Whilst not every amputation that is preventable is necessarily the result of substandard or negligent care, the concerns raised suggest that there are a significant number that would fall into that category. Examples of potentially negligent causes of diabetic amputation may include:

  • Delays in the diagnosis and treatment of diabetes itself
  • Failure to monitor and appropriately manage blood glucose levels
  • Misdiagnosis of diabetic foot disease
  • Delays in the diagnosis and treatment of diabetic foot disease
  • Failure to appropriately refer those with active diabetic foot disease
  • Delays in diagnosis and treatment of circulation problems
  • Failure to perform inpatient foot checks leading to a failure to diagnose and treat active diabetic foot disease
  • Failure to appropriately treat infection

By contrast, with early diagnosis and appropriate intervention individuals can benefit from a better range of treatment options and surgical procedures (for example a vascular surgery to improve circulation) to help reduce the risks of amputation that so often leads to the loss of confidence, independence and quality of life.
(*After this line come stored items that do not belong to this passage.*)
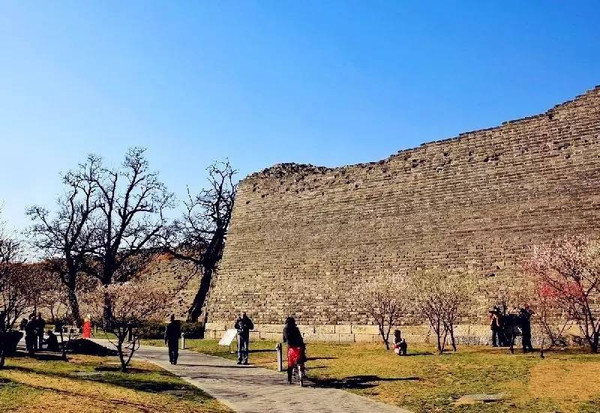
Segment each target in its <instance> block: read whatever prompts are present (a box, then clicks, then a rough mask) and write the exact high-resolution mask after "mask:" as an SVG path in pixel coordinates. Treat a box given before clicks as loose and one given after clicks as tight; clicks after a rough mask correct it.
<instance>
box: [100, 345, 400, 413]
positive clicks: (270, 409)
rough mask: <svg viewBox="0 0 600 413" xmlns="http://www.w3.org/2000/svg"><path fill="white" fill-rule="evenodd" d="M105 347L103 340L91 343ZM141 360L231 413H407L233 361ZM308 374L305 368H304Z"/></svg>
mask: <svg viewBox="0 0 600 413" xmlns="http://www.w3.org/2000/svg"><path fill="white" fill-rule="evenodd" d="M95 341H97V342H98V343H99V344H103V345H104V344H106V342H105V341H104V340H95ZM135 358H138V359H140V358H141V359H145V360H147V361H150V362H152V363H154V364H157V365H158V366H160V367H162V368H164V369H165V370H167V371H169V372H171V373H173V374H175V375H177V376H179V377H181V378H182V379H184V380H185V381H187V382H188V383H190V384H192V385H194V386H196V387H198V388H200V389H202V390H204V391H205V392H206V393H208V394H210V395H211V396H213V397H214V398H216V399H218V400H219V401H220V402H222V403H223V404H225V405H227V406H229V407H230V408H231V409H233V410H235V411H236V412H247V413H251V412H252V413H254V412H256V413H263V412H285V413H289V412H294V413H296V412H323V413H337V412H339V413H348V412H368V413H408V410H404V409H400V408H397V407H393V406H389V405H387V404H383V403H380V402H376V401H374V400H370V399H367V398H365V397H361V396H357V395H355V394H352V393H349V392H347V391H344V390H339V389H328V388H318V387H314V385H312V384H311V383H309V384H308V386H306V387H300V386H299V385H298V384H293V385H289V384H287V381H286V376H285V375H284V374H282V373H277V372H275V371H272V370H268V369H264V368H260V367H254V366H252V365H250V366H238V365H237V364H236V363H235V361H232V360H227V359H224V358H221V357H215V356H209V355H206V354H201V353H196V352H193V351H189V350H180V352H179V360H178V364H177V365H175V366H173V365H171V364H170V363H169V355H168V352H167V349H166V348H164V347H151V346H141V348H140V349H139V350H138V352H136V354H135V356H134V359H135ZM309 374H310V368H309Z"/></svg>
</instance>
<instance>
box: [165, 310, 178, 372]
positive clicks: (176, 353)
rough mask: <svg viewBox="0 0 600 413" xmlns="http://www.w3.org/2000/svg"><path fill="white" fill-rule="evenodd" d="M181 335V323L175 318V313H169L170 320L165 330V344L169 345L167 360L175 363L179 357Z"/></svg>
mask: <svg viewBox="0 0 600 413" xmlns="http://www.w3.org/2000/svg"><path fill="white" fill-rule="evenodd" d="M180 336H181V323H180V322H179V320H175V315H174V314H171V322H170V323H169V324H168V325H167V329H166V330H165V344H166V345H167V346H168V347H169V362H170V363H171V364H177V358H178V357H179V337H180Z"/></svg>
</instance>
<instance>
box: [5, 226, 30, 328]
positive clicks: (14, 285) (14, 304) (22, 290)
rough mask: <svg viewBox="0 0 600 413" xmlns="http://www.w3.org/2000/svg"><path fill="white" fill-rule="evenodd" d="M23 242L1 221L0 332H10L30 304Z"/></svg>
mask: <svg viewBox="0 0 600 413" xmlns="http://www.w3.org/2000/svg"><path fill="white" fill-rule="evenodd" d="M22 252H23V246H22V242H21V241H20V240H19V239H17V237H16V236H14V235H13V234H10V233H8V231H7V230H6V228H5V224H4V222H3V221H1V220H0V301H1V302H0V306H1V307H0V308H2V312H3V314H2V315H3V318H2V319H0V331H1V332H6V331H8V330H10V329H11V328H12V327H13V325H14V324H15V321H16V320H17V319H18V318H19V317H20V316H21V315H22V314H23V313H24V312H25V309H26V308H27V305H28V304H29V295H28V292H29V291H28V289H27V285H26V281H27V278H28V277H26V272H25V271H24V265H23V260H22Z"/></svg>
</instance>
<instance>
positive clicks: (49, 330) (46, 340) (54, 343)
mask: <svg viewBox="0 0 600 413" xmlns="http://www.w3.org/2000/svg"><path fill="white" fill-rule="evenodd" d="M46 348H47V349H48V351H60V347H59V346H58V338H57V337H56V334H54V332H53V331H52V330H48V339H47V340H46Z"/></svg>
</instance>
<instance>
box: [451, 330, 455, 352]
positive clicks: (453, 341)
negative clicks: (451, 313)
mask: <svg viewBox="0 0 600 413" xmlns="http://www.w3.org/2000/svg"><path fill="white" fill-rule="evenodd" d="M450 340H451V342H452V350H454V351H455V352H456V340H455V339H454V326H452V325H451V326H450Z"/></svg>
Putting your own feet first

It is important to remember that the ability to reduce the risk of diabetes related amputation lies not just with medical professionals. As a diabetic you can also help to protect yourself by:

  • Maintaining good blood glucose control: this includes maintaining a healthy diet and lifestyle, following specialist medical advice, attending regular medication reviews and monitoring your blood glucose at appropriate intervals.
  • Check your feet every day and be careful to identify:
    • Any signs of damage such as cuts, sores, burns, blisters or ulcers,
    • Any changes in the colour of the skin on your foot,
    • Any areas of reduced sensation that may be more prone to future injury,
    • Any changes in the shape of your feet.
  • Look after your skin and toenails.
  • Do not underestimate the importance of well fitting shoes to protect you from injury. Check the inside of your shoes for objects before putting them on and try to avoid prominent seams or other areas that may rub.
  • Attend annual foot reviews and if appropriate seek more regular medical reviews. Take these opportunities to ask about your risk of developing foot problems and to seek advice. If you are unhappy with the advice or responses you receive consider seeking a second opinion – it is better to be cautious.

By following these steps and playing an active role in the management of your condition you can help to identify high risk situations and to ensure that you get the care and treatment you need.